En ce début de 3ème millénaire, marqué par des retours aux fondamentalismes religieux dans toutes les religions un peu partout dans le monde, il m’apparaît très intéressant de montrer qu’il existe aussi des courants de pensée différents prônant le raisonnement indépendant face aux interprétations figées ainsi que le respect de l’état et la coexistence pacifique avec les autres religions.
Ce réformisme musulman, qui s’est principalement développé jusqu’à nos jours dans les peuples tatars du Tatarstan et de Crimée, mais aussi dans toute la diaspora tatare, est très méconnu en Europe de l’Ouest.
« La charnière des 19ème et 20ème siècles fut, pour les Tatars de Crimée et plus encore pour ceux de la région Volga-Oural, une période de profonds bouleversements économiques, sociaux et culturels, qui vit la remise en cause, par les élites intellectuelles, des valeurs établies et la recherche de nouvelles orientations collectives. Ce phénomène a été à la source d'un mouvement de réforme culturelle et sociale, que les historiens ont baptisé du nom de djadidisme — un terme qui trouve son origine dans l'appellation populaire des écoles musulmanes réformées, ou « nouvelles » (en arabe gadîd), dont la fondation puis la multiplication ont marqué toute l'histoire du djadidisme, depuis ses origines au début des années 1880 et au cours de sa diffusion dans tout l'Islam russe pendant le demi-siècle qui suivit. » … Ainsi débute l’article de Yahya Abdouline sur l’histoire du djadidisme chez les Tatares.
Longtemps dénigré par le régime tsariste et l’église orthodoxe, puis récupéré comme s’opposant au régime tsariste ou combattu par le régime soviétique comme appelant au « panislamisme » ou au « panturquisme », il se trouve que depuis l’arrivée de la « perestroïka » et le renouveau des sentiments régionaux et régionalistes, de nombreuse études historiques permettent de mieux comprendre l’importance de ce mouvement qui s’est étendu jusqu’en Turquie où il a été un des fondements philosophiques conduisant au « Kémalisme » d’Atatürk.
Plan de l’article
En résumé, le djadidisme c’est quoi ?
Tout d’abord, je vais vous faire part de ma propre lecture du djadidisme, ce qui bien entendu n’engage que moi.

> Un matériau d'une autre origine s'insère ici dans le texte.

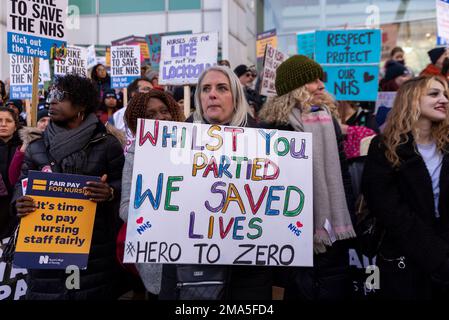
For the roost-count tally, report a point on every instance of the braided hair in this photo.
(138, 105)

Ensuite, n’étant pas un historien professionnel, et ne voulant pas paraphraser les quelques scientifiques français s’étant exprimés sur ce sujet, je vais simplement donner un résumé/introduction des principaux articles de référence en français ainsi que le lien Internet sur les articles eux-mêmes.

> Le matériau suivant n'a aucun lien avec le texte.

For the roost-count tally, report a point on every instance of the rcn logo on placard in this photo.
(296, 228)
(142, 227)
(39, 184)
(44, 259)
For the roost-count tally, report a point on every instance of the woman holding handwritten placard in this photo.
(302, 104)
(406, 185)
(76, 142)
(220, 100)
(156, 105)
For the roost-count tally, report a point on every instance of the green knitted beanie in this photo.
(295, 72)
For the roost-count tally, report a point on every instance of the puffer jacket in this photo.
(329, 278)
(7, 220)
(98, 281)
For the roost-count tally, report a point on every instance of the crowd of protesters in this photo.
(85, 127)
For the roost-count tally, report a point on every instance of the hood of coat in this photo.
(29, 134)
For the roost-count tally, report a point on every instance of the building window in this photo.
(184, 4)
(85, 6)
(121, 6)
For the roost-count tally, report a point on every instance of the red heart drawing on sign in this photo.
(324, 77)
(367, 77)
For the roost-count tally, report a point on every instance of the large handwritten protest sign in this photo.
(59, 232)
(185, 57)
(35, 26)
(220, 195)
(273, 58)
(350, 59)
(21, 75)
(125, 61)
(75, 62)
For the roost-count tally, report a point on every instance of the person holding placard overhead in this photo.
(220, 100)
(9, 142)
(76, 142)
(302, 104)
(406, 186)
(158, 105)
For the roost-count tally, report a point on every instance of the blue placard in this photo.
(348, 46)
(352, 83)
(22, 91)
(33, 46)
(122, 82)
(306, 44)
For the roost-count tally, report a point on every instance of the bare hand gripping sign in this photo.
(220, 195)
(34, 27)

Tous ces articles sont communiqués avec l’accord de leurs auteurs et/ou traducteurs ainsi que des éditeurs, et je les en remercie…
En résumé, le djadidisme c’est quoi ?
En premier je vais citer un cours poème de Musa Bigi, un des plus brillants théologiens djadids, traducteur du Coran en langue tatare.
Eh homme, si tu es intelligent, ne sois pas trompé par les autres,
Interroge ta raison sur chaque vérité,
Car chaque intelligence libre est un prophète
Qui tire les vérités de Dieu même, sans intermédiaire aucun.
On comprend à cette lecture pourquoi il a été considéré dès 1911 comme un Luther musulman !
Et on comprend également pourquoi dans des musées comme « le Louvre » à Paris ou bien « the Metropolitan Museum of Art » à New York les expositions sur l’art de l’Islam, au demeurant fort complète, arrêtent le territoire islamique au nord de la mer Caspienne et ignorent le cours moyen de la Volga. En effet le djadidisme est le plus souvent considéré comme hérétique, voire même athée par les traditionalistes sunnites ou chiites…
La naissance du djadidisme est marquée par des conditions à la fois théologiques, géographiques, historiques et sociologiques.
- théologiques : dès le 17ème siècle des penseurs musulmans remettent en cause le blocage des interprétations du Coran ayant eu lieu au 10ème siècle et, dès la fin du 18ème siècle, réclament le retour du « procédé de raisonnement et d’argumentation indépendant » dans l’interprétation du Coran et de la Sunna des prophètes : ce qui est appelé « la réouverture de la porte de l’igtihâd ».
- géographiques : la pratique des prières journalières et du ramadan posent des problèmes important pour des populations très septentrionales quand on arrive aux périodes ou le soleil ne se couche que fort peu ; il est donc nécessaire de repenser les pratiques figées depuis le 10ème siècle.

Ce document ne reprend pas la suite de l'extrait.